Darkness and Dawn - Page 232/459

"Ah!" cried she. "Here it is!"

"Good! Tell me, is the steel jacket burst in any such way as to make a jagged edge?"

A moment's silence, while her deft fingers examined the metal. Then said she: "I think so. It's a terribly small bit to saw with, but--"

"To work, then! I can't stand this much longer."

With splendid energy the girl attacked the tough and water-soaked bonds. She worked half an hour before the first one, thread by thread yielding, gave way. The second followed soon after; and now, with torn and bleeding fingers, she released the final bond.

"Thank Heaven!" he breathed as she began chafing his numb wrists and arms to bring the circulation back again; and presently, when he had regained some use of his own hands, he also rubbed his arms.

"No great damage done, after all," he judged, "so far as this is concerned. But, by the Almighty, we're in one frightful fix every other way! Hark! Hear those demons outside there? God knows what they're up to now!"

Both prisoners listened.

Even through the massive walls of the circular dungeon they could hear a dull and gruesome chant that rose, fell, died, and then resumed, seemingly in unison with the variant roaring of the flame.

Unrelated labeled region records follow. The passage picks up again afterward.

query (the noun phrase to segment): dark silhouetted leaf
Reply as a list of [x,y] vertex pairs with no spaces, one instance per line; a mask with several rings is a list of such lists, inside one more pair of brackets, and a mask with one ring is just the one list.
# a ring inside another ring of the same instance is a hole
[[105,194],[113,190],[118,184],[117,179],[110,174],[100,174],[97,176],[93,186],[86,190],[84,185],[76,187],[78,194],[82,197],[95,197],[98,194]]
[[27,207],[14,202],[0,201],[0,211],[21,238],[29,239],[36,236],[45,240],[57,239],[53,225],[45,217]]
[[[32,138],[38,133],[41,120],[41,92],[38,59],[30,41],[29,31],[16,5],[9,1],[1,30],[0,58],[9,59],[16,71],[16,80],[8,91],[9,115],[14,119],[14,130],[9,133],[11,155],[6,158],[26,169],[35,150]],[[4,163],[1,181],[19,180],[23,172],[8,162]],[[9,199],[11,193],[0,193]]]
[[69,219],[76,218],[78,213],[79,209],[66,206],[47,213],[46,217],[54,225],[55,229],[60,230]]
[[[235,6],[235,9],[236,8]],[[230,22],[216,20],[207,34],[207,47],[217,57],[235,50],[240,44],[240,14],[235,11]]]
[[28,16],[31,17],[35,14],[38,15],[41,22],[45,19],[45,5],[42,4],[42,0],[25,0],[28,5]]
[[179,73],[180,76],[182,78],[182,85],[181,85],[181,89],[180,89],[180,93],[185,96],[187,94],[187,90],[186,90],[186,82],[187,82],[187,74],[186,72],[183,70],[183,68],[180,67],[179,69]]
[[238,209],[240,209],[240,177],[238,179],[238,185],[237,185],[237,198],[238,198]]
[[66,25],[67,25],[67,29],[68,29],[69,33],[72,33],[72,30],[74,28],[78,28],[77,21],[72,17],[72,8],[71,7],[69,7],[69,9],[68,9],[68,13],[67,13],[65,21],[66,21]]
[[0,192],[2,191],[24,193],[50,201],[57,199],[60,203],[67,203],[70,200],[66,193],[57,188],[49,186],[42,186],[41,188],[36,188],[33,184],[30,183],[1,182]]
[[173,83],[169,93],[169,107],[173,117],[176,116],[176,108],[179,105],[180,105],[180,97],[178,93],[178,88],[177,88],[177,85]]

Thereto, also, an irregular metallic sound, as of blows struck on iron, and now and then a shrill, high-pitched cry. The effect of these strange sounds, rendered vague and unreal by the density of the walls, and faintly penetrating the dreadful darkness, surpassed all efforts of the imagination.

Beatrice and Stern, bold as they were, hardened to rough adventurings, felt their hearts sink with bodings, and for a while they spoke no word. They sat there together on the floor of polished stone--perceptibly warm to the touch and greasy with a peculiarly repellent substance--and thought long thoughts which neither one dared voice.

But at length the engineer, now much recovered from his pain and from the oppression of the lungs caused by the compressed air, reached for the girl's hand in the dark.

"Without you where should I be?" he exclaimed. "My good angel now, as always!"

She made no answer, but returned the pressure of his hand. And for a while silence fell between them there--silence broken only by their troubled breathing and the cadenced roaring of the huge gas-well flame outside the prison wall.

At last Stern spoke.

"Let's get some better idea of this place," said he. "Maybe if we know just what we're up against we'll understand better what to do."

And slowly, cautiously, with every sense alert, he began exploring the dungeon. Floor and walls he felt of, with minute care, reaching as high as he could and eagerly seeking some possible crevice, some promise--no matter how remote--of ultimate escape.